Sunday July 9th 2017
I was out of the RV earlier than normal this morning. I went to the nearby McDonalds for breakfast. All of the tourists in town seem to have had the same idea. The place was a mob scene. It was also a “newfangled” store that had eliminated all but one cashier position in favor of the self service kiosks. In this instance I prefer to deal with a human.
After breakfast I got on Interstate 80 heading east. My goal was to find out what was on the other side of the salt flats. The basic answer is “not much”. Once you’ve completed the 40 mile drive across the flat white expanse, the road starts to climb over a ridge line. The mountains are mostly rocks with a few grassy areas. I traveled for another 40 plus miles before I reached the southern shore of the Great Salt Lake and the first real signs of civilization. I’m not sure what I expected of the lake, but it wasn’t anything spectacular. It was just lots of water with some white stuff that I assume was salt on the edges.
Soon after I passed the Great Salt Lake, I arrived at the Salt Lake City airport and then the actual city. The transition from nothing to built up area is very quick. Since I’ll be staying in the area at the end of the month, I turned around and headed back toward Wendover. I’ll have time to tour the city when I’m staying near the airport.

Blossoms near the ground on a pink rose bush at the RV park.
On the way back to Wendover I had time to think about the original travelers to the west.

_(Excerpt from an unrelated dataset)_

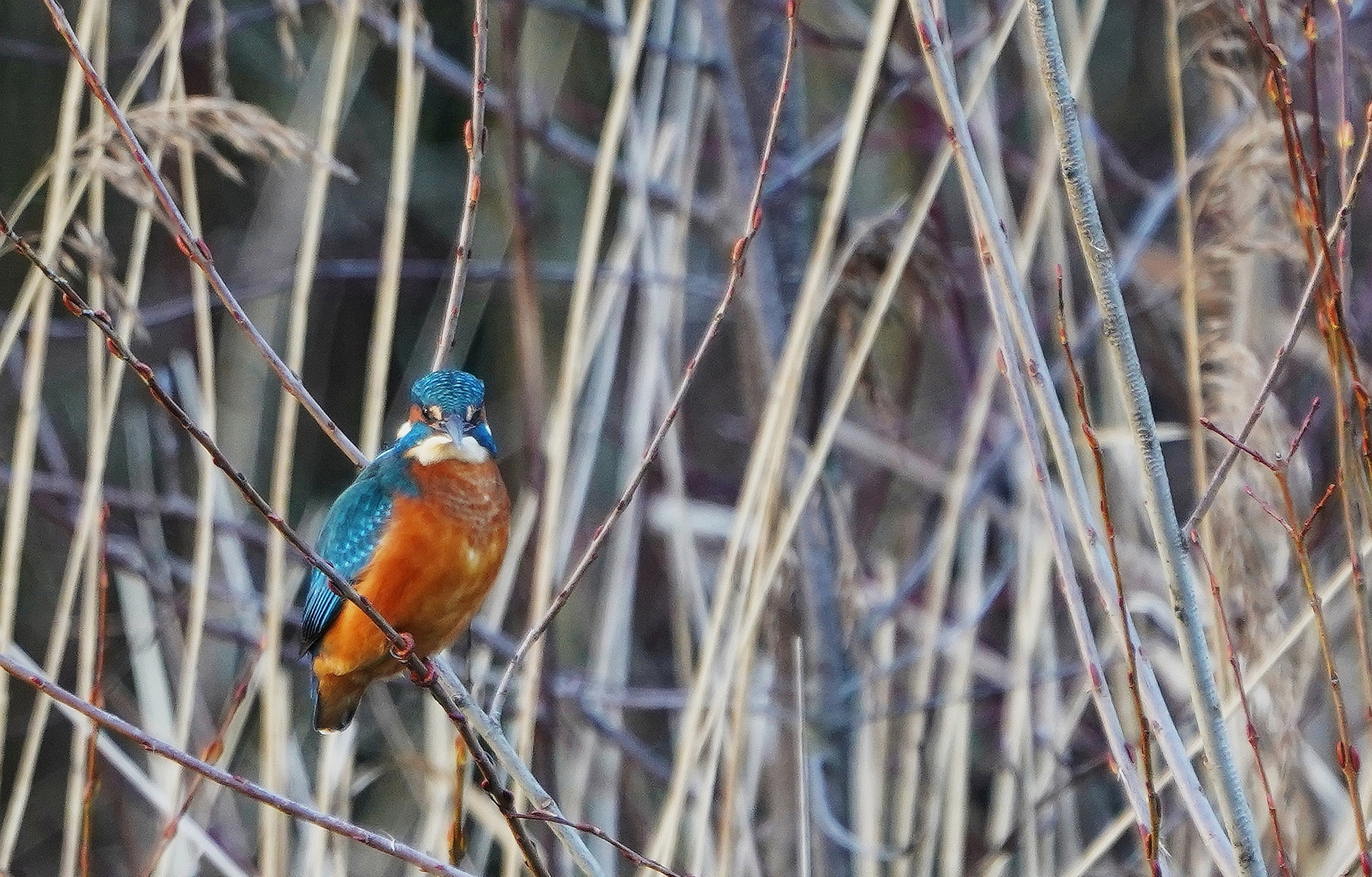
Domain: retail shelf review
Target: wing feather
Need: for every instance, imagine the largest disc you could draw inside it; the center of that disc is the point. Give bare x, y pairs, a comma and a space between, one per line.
350, 536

When I was in the Twin Falls Idaho area, I learned that the Oregon trail went across southern Idaho on the south side of the Snake River. That area would have been open desert with lots of sage brush on gently rolling terrain in the mid 1800s. The first emigrants to California at the start of the gold rush angled southwest off the Oregon trail in the Twin Falls Idaho area. All of this avoided the Great Salt Lake and the salt flats to the west of the lake. It’s hard to imagine the type of character an explorer would need to find a route through the mountains, deserts and areas like the salt flats. The idea of starting out across the salt flat on foot knowing the water on the flat was undrinkable takes a particular kind of guts. I’ve read that at the peak of the gold rush emigrants were crossing the salt flats, so somebody must have blazed the trail.
The next group of people to wonder about are the surveyors that laid out the railroads across the area and later the roads. They manage to find ways through the mountains with minimum grades. This often requires the route to wander miles north or south of the main east west path they are negotiating. It’s the surveyors that solve the riddle created as you travel across the flat of a valley toward a solid wall of mountains. They determine which way the road will turn to find the pass through the mountains.
Back in Wendover this afternoon I stopped at a casino to make my daily donation. However, I was luckier than the casino today. I left with a little more money than I started with. My next stop was at the Smith’s grocery store for a rotisserie chicken for dinner back at the RV.